This is an automated email from the ASF dual-hosted git repository.
lewismc pushed a commit to branch master
in repository https://gitbox.apache.org/repos/asf/nutch.git
The following commit(s) were added to refs/heads/master by this push:
new da5570826 [NUTCH-3160] Remove System.exit(..) from reusable code (#903)
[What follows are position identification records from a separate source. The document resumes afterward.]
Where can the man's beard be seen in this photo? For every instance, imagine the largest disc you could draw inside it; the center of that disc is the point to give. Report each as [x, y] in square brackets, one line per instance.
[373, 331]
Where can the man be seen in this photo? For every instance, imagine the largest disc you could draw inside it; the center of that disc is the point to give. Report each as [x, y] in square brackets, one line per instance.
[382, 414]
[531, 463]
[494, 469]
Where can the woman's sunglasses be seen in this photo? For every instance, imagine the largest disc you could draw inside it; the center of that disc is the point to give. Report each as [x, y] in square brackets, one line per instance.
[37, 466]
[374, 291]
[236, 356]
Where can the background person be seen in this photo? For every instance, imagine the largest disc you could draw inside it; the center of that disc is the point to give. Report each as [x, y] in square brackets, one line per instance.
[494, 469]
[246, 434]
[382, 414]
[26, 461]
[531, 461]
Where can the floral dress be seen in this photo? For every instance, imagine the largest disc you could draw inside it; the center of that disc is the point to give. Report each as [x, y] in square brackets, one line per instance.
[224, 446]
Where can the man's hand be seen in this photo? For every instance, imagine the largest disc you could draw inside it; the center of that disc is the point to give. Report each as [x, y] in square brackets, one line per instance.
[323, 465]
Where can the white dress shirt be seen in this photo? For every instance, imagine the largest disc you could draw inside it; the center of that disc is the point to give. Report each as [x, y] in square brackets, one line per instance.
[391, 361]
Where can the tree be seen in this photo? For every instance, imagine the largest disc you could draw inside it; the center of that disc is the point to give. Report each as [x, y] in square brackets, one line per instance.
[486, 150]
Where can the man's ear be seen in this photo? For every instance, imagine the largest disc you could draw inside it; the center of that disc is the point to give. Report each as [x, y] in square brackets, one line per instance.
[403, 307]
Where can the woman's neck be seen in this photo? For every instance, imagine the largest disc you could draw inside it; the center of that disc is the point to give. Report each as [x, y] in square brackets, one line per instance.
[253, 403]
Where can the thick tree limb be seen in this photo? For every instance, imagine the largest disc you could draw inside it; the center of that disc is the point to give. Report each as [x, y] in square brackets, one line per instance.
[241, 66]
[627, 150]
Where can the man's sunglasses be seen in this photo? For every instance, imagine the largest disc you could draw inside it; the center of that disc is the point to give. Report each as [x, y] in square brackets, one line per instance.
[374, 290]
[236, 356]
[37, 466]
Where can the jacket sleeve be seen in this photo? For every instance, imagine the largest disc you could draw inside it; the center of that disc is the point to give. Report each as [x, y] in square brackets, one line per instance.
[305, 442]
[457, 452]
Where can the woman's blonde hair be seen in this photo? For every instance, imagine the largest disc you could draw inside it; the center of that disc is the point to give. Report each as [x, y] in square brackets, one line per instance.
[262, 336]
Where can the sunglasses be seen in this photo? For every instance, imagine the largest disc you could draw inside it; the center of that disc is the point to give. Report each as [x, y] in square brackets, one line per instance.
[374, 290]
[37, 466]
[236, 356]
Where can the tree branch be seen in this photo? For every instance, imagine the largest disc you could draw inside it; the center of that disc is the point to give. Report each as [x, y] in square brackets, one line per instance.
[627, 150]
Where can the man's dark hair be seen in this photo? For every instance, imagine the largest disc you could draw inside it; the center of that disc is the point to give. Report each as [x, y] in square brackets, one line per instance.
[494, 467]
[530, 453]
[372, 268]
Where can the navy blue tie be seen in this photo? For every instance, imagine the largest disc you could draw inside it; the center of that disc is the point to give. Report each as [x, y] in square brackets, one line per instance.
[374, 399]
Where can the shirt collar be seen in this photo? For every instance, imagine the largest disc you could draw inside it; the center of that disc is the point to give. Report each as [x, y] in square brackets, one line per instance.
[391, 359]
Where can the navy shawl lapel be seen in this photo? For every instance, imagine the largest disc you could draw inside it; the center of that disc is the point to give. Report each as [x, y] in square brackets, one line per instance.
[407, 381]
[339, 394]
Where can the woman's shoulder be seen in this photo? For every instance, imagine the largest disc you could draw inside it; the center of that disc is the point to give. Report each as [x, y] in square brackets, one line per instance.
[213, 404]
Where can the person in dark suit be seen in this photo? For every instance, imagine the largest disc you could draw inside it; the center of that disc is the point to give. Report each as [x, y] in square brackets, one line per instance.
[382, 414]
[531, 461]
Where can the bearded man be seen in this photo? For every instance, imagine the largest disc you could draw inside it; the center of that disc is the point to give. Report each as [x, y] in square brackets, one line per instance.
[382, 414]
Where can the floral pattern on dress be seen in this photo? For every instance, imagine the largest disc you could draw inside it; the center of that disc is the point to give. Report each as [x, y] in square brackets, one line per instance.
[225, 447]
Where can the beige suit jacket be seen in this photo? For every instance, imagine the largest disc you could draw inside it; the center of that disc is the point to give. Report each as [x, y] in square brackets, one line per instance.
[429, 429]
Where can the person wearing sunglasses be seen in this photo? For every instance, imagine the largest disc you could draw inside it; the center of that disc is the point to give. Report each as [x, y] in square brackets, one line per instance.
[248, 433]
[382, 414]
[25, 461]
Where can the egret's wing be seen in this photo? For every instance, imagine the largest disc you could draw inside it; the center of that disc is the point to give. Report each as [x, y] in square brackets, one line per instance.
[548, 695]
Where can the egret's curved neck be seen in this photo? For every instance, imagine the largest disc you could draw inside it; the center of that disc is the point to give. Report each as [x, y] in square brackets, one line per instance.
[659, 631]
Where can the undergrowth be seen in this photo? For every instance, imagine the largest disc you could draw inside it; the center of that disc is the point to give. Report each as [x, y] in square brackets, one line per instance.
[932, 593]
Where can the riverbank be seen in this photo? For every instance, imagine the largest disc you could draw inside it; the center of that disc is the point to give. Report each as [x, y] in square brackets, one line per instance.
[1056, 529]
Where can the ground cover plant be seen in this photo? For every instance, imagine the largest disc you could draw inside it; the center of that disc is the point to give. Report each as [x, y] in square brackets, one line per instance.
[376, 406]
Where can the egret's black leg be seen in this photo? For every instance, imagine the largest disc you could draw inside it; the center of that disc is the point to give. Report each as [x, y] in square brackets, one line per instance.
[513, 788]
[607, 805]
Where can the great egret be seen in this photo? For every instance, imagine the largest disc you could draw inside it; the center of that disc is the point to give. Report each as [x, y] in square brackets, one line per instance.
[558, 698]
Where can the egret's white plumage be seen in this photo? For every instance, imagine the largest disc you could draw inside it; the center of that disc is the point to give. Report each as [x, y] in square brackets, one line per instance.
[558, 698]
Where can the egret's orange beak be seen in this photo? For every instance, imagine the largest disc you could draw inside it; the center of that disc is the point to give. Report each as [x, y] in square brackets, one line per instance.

da5570826 is described below
commit da557082662227cde52959652f406446496044da
Author: Luca <[email protected]>
AuthorDate: Fri Feb 27 00:25:16 2026 +0000
[NUTCH-3160] Remove System.exit(..) from reusable code (#903)
---
src/java/org/apache/nutch/metrics/NutchMetrics.java | 3 +++
.../apache/nutch/tools/CommonCrawlDataDumper.java | 8 +++++++-
.../nutch/tools/TestCommonCrawlDataDumper.java | 21 +++++++++++++++++++++
3 files changed, 31 insertions(+), 1 deletion(-)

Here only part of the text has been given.